Patrick Bach, a chief developer at Swedish video game studio EA DICE, answered with a resigned air this week when asked whether or not he's out to beat Call of Duty: Modern Warfare 3.
"We're not playing the same sport," he said. "We're not planning on being the same game as Call of Duty. They're making their game. We're making our game. If people prefer one game over the other then fine."
Bach's comments, given in DICE's salubrious central Stockholm headquarters, conceal one of the most heated battles in entertainment. The softly spoken creative went on to skirt a question from another journalist about how his views clash with those broadcast publicly from the corporate levels of EA, DICE's publisher, and his body language made it easy to believe he wants to simply forget about the politics of the games business altogether.
Because the machinations are intense: this is war. DICE is putting the finishing touches to Battlefield 3, the latest in a line of video games which stretches back to 2002, and EA's primary assault on gaming's shooter category, a genre that commands around $5 billion annual revenue in the US and Europe.
EA's facing off against Activision and the might of Call of Duty. The last game in the series, 2010's Black Ops, holds the current record as the biggest media launch of all time: the title cleared $360 million revenue in its opening day last November, beating the previous holder and series predecessor Call of Duty: Modern Warfare 2 with its $310 million in 24 hours on sale in 2009.
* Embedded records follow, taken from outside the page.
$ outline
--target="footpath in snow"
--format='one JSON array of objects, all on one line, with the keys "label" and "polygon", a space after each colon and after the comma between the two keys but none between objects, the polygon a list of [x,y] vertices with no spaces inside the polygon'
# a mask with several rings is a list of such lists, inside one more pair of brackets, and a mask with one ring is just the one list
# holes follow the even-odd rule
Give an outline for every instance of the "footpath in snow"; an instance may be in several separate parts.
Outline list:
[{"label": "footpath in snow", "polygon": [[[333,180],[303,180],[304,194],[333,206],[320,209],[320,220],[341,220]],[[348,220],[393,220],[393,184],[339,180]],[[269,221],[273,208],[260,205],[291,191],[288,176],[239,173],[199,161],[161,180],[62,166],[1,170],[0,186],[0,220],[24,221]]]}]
The next Call of Duty title, Modern Warfare 3, will release around two weeks after Battlefield 3, a game which has been the subject of EA's biggest ever marketing spend - the company is using $100 million for promotion.
While it was unthinkable that anything could come close to Call of Duty in the contemporary shooter market before this year, Battlefield has been shown running on high-end PCs at a technical level far beyond the ailing innards of Xbox 360 and PS3, which have now both been on the market for more than five years.
Modern Warfare 3 however, has mainly been seen running on Microsoft's Xbox 360: Activision has long-term content exclusivity deals in place which see Call of Duty expansion packs release on the Microsoft console first.
As a consequence, EA has managed to portray Battlefield as a "next generation" take on the hugely popular American-soldier-against-the-bad-guys games space.
It's a power-play in every sense. This is EA's big move on the shooter genre, and its top-tier executives have been ferociously aggressive towards Activision over Battlefield and Modern Warfare this year. EA CEO John "JR" Riccitiello said in June he wants Call of Duty to "rot from the core," a comment which caused Activision chief executive Eric Hirshberg to call for a cessation of insult-throwing and a focus on furthering games as a medium.
EA responded by telling Hirshberg to shut up.
"You've got every reason to be nervous," said EA comms boss Jeff Brown.
"Last year Activision had a 90 share in the shooter category. This year, Battlefield 3 is going to take you down to 60 or 70. At that rate, you'll be out of the category in 2-3 years."
While the likes of Brown and Hirshberg trade snips behind the lines, though, creatives like Bach and the US-based Infinity Ward are very much at the front.
Bach is doing his best to shield himself from the realities from a world where a single video game release can command revenues well in excess of $1 billion, but the commercial pressure on these studios is gigantic. As a case in point, Infinity Ward is recovering from a sensational period in which its two founders, Vince Zampella and Jason West, were fired from Activision for "insubordination": they moved to EA and set up a new super-developer, titled Respawn.
The legal fallout is expected to drag on for years. Modern Warfare 3 is Infinity Ward's first game under new management, and is now experiencing real competition from Battlefield.
Whether or not Battlefield can come anywhere near Modern Warfare's inevitably huge success is moot: Wedbush Morgan analyst Michael Pachter estimated in August that the Infinity Ward shooter will likely outsell Battlefield 3 by 2:1.
Whatever the eventual outcome, the stage is set for an epic showdown between the two games this autumn. While the real "winner" of such rivalries is always the consumer, this may well be the year Modern Warfare's stranglehold on the lucrative shooter market is broken. Just spare a thought for the likes of Patrick Bach when the nukes begin launching with Battlefield 3 on October 25.